Dernier jour à Alger et, comme chaque jour, je fouille ma boîte facebook en quête d’amour et de signes d’amitiés : combien de j’aime, de notifications… Et aujourd’hui voilà que sur mon mur érigé en poitrail, sur lequel j’accroche toutes les petites médailles de fierté que je tire péniblement de la vie, voilà disais-je avant que mon côté militaire en fin de carrière ne vienne interrompre cette phrase qui aurait pu être courte, voilà que je tombe sur ce message réjouissant d’Elodie :
Il se trouve que dans ma bibliothèque, Un homme louche est à côté des histoires vraies de Sophie Calle.
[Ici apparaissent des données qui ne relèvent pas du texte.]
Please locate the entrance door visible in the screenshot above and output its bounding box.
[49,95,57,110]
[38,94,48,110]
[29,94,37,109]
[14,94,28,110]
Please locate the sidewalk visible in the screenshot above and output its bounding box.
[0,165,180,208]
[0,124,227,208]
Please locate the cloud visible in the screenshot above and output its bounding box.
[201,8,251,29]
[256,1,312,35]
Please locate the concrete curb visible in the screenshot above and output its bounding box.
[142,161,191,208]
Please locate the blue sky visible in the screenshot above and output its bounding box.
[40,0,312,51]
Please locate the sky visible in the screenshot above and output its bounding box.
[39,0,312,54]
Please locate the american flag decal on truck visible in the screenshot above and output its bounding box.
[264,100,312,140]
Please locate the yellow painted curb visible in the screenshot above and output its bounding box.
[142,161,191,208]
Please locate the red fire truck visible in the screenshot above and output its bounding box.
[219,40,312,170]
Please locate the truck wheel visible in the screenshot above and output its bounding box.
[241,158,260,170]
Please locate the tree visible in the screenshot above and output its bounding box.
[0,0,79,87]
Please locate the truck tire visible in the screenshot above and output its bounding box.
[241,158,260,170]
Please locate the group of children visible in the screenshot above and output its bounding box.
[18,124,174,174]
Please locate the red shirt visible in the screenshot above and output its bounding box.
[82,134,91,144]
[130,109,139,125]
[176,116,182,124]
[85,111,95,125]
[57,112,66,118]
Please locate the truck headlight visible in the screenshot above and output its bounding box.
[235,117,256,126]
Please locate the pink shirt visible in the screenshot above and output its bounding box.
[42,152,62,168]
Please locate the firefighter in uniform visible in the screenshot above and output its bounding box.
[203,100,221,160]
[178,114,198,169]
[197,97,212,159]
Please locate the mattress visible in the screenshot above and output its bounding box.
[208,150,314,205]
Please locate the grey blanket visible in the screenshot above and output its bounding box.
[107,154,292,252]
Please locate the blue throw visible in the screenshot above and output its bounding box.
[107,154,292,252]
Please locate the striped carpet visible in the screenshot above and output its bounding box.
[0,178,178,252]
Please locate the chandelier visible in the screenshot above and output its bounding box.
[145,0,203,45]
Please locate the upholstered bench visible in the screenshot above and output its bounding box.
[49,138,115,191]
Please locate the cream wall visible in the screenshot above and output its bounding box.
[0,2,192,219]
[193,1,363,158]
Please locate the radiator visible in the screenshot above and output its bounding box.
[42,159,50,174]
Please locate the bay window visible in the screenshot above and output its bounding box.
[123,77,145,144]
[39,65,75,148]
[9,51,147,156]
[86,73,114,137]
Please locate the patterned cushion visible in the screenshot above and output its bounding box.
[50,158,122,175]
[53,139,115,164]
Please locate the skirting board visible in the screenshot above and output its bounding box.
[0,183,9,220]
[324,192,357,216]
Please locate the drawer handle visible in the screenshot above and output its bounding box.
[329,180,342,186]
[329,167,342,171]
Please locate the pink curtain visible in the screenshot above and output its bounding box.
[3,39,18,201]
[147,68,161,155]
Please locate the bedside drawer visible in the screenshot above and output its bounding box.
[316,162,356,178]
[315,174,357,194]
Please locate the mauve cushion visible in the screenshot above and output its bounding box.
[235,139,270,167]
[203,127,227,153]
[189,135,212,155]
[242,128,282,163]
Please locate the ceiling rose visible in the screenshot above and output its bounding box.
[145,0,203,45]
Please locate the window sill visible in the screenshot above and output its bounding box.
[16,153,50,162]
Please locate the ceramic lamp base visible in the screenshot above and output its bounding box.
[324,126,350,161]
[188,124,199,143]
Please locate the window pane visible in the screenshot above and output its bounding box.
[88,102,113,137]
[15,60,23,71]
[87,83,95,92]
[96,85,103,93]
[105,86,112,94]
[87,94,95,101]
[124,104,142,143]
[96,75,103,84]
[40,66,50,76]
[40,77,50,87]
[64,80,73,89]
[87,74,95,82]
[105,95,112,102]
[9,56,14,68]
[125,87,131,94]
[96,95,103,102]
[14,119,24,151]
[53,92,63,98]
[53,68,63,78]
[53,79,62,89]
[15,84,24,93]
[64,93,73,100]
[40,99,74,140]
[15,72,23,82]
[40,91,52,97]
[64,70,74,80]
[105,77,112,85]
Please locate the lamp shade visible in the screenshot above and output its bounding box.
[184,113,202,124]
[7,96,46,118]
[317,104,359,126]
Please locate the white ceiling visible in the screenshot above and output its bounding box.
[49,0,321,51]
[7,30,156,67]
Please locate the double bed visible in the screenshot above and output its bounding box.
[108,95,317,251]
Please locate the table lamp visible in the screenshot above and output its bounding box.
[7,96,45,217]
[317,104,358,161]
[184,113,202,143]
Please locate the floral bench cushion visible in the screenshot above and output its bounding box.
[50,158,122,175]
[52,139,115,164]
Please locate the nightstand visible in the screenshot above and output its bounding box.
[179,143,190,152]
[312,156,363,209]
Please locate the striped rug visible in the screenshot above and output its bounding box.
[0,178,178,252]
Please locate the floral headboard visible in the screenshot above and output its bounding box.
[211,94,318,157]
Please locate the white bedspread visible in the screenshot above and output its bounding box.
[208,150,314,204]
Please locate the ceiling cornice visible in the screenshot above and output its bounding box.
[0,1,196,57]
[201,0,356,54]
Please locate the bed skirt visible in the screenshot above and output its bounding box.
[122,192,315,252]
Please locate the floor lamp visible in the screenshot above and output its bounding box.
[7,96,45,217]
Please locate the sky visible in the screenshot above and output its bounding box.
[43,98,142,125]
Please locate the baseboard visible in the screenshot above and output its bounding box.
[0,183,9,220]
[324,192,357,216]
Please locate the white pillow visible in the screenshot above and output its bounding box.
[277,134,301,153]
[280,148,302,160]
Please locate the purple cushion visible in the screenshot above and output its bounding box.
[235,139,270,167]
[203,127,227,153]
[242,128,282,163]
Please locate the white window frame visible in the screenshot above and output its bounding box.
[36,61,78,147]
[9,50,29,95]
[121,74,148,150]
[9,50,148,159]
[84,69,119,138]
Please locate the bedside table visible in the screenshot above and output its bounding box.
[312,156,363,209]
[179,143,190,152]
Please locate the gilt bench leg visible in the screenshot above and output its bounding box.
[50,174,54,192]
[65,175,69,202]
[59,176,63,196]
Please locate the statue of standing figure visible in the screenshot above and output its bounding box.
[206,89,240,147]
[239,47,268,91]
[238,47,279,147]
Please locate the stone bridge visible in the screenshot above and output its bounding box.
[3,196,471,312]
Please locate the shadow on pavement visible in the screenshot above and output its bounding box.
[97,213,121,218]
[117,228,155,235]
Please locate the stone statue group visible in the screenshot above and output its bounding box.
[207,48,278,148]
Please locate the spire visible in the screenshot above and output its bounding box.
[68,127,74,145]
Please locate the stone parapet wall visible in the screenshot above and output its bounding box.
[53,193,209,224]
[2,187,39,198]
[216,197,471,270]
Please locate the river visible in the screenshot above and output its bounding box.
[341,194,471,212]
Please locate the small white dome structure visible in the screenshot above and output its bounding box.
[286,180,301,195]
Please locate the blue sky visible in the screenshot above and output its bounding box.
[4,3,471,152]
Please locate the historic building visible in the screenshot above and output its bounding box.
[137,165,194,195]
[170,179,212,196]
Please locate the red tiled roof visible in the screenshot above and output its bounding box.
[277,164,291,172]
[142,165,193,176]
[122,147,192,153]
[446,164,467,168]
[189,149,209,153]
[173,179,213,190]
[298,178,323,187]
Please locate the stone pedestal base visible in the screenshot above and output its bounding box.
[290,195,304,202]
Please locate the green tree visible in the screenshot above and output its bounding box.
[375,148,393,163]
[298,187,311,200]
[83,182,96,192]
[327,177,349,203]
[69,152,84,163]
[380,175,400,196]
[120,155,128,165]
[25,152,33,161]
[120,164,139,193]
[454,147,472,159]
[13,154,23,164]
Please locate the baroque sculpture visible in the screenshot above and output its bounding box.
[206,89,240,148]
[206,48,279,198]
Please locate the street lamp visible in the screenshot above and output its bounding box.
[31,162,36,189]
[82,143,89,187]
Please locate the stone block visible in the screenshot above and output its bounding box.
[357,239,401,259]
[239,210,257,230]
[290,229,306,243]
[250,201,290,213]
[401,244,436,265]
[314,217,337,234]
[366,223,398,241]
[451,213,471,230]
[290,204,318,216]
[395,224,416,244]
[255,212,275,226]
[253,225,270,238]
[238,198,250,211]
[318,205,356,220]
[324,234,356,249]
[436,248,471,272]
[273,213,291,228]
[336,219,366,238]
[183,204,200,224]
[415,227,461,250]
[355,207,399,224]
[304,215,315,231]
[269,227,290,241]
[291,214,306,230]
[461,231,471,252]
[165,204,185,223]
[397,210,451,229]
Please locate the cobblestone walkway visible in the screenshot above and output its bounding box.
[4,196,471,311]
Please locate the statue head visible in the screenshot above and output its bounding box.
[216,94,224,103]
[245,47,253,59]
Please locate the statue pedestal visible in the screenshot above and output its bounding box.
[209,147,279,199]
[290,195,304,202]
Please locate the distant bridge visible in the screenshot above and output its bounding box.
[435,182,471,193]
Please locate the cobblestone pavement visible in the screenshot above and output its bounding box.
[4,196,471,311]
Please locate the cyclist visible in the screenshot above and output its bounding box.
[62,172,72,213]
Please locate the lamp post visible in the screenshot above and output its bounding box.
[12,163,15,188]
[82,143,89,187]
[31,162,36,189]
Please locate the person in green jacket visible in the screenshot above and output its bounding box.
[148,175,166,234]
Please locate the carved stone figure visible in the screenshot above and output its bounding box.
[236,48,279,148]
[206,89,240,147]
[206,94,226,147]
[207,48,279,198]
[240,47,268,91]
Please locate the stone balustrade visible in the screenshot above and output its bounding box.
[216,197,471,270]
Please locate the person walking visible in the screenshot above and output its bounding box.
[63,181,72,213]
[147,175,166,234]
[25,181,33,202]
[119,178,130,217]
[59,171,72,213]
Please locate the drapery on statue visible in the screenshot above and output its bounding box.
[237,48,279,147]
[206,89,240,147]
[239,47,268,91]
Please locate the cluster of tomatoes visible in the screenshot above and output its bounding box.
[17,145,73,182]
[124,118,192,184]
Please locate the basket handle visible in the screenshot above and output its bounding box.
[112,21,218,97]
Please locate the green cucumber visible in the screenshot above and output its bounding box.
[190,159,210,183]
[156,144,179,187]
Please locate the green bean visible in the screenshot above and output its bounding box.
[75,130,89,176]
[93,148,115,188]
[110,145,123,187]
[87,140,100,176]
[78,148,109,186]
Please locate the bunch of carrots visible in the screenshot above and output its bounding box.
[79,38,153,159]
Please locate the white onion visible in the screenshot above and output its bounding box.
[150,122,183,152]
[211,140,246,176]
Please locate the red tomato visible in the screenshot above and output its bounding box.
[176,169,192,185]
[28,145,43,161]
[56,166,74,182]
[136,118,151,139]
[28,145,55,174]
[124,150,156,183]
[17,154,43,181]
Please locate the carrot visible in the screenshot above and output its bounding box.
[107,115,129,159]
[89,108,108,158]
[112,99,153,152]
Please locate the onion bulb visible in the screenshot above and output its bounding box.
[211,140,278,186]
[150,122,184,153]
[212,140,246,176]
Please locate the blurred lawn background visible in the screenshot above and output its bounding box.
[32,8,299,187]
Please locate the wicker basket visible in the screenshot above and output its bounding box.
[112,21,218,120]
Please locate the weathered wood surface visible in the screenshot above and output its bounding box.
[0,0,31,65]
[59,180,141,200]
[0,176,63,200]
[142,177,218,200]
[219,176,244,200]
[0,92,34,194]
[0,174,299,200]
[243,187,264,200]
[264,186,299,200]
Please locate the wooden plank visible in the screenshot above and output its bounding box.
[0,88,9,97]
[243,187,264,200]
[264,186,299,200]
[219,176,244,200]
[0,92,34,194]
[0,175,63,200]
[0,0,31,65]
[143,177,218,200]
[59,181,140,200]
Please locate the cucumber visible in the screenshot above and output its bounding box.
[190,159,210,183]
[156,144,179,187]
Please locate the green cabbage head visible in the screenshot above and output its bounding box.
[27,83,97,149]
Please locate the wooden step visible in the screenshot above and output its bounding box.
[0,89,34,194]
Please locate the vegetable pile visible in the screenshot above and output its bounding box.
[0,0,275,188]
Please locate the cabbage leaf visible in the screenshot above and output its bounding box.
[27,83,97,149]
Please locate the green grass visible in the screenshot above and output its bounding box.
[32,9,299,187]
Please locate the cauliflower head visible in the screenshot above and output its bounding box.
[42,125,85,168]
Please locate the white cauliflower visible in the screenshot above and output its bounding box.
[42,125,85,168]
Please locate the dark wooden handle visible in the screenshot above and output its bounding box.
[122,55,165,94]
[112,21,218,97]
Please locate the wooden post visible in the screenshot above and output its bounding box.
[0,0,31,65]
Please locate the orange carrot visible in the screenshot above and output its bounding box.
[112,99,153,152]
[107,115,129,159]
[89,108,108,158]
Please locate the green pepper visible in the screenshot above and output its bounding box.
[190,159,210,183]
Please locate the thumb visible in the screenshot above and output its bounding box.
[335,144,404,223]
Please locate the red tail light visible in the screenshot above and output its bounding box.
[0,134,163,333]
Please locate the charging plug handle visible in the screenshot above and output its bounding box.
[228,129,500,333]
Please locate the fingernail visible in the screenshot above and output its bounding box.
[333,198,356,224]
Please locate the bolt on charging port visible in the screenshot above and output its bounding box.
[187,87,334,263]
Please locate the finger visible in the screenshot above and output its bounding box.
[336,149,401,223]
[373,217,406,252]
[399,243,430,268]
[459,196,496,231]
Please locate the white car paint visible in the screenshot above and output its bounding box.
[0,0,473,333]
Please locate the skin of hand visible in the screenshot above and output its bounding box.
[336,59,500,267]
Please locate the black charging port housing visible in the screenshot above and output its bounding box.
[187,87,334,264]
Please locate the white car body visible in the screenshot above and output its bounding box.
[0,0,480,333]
Drôle de hasard. Comme ce voisinage m’a amusée, je vous en livre une:
La rencontre
Je l’ai rencontré dans un bar en décembre 1989. J’étais de passage à New York et il a proposé de me loger. J’ai accepté. Il m’a donné son adresse, tendu les clés, puis il a disparu. J’ai passé la nuit seule dans son lit. Sur un bout de papier découvert par hasard sous un paquet de cigarettes, j’ai lu : « Résolutions pour la nouvelle année : ne plus mentir, ne plus mordre. » Ce fut mon seul indice. Quelque temps plus tard, je l’ai appelé de Paris pour le remercier. Il a proposé de me rejoindre et m’a donné rendez-vous le 20 janvier 1990, aéroport d’Orly, neuf heures. Il n’est pas venu. Le 10 janvier 1991, à dix-neuf heures, le téléphone a sonné : « C’est Greg Shephard, je suis à Orly, j’ai un an de retard. Voulez-vous me voir ?»
Sophie Calle
Des histoires vraies, Actes Sud, p. 45
Depuis que je suis arrivé à Alger il neige et pleut, j’ai honte de sortir, je m’en sens responsable, mais les Algérois en ont tellement vu d’autres, ils font comme si je n’y étais pour rien. Quand même il est temps que je parte, qu’ils profitent du soleil. Les nappes phréatiques sont toutes pleines. Le ministre de l’Agriculture a entendu parler de moi. Je vais me cacher à Oran. Là-bas, ils vivent la nuit, paraît-il, le temps pourri doit poser moins de problème.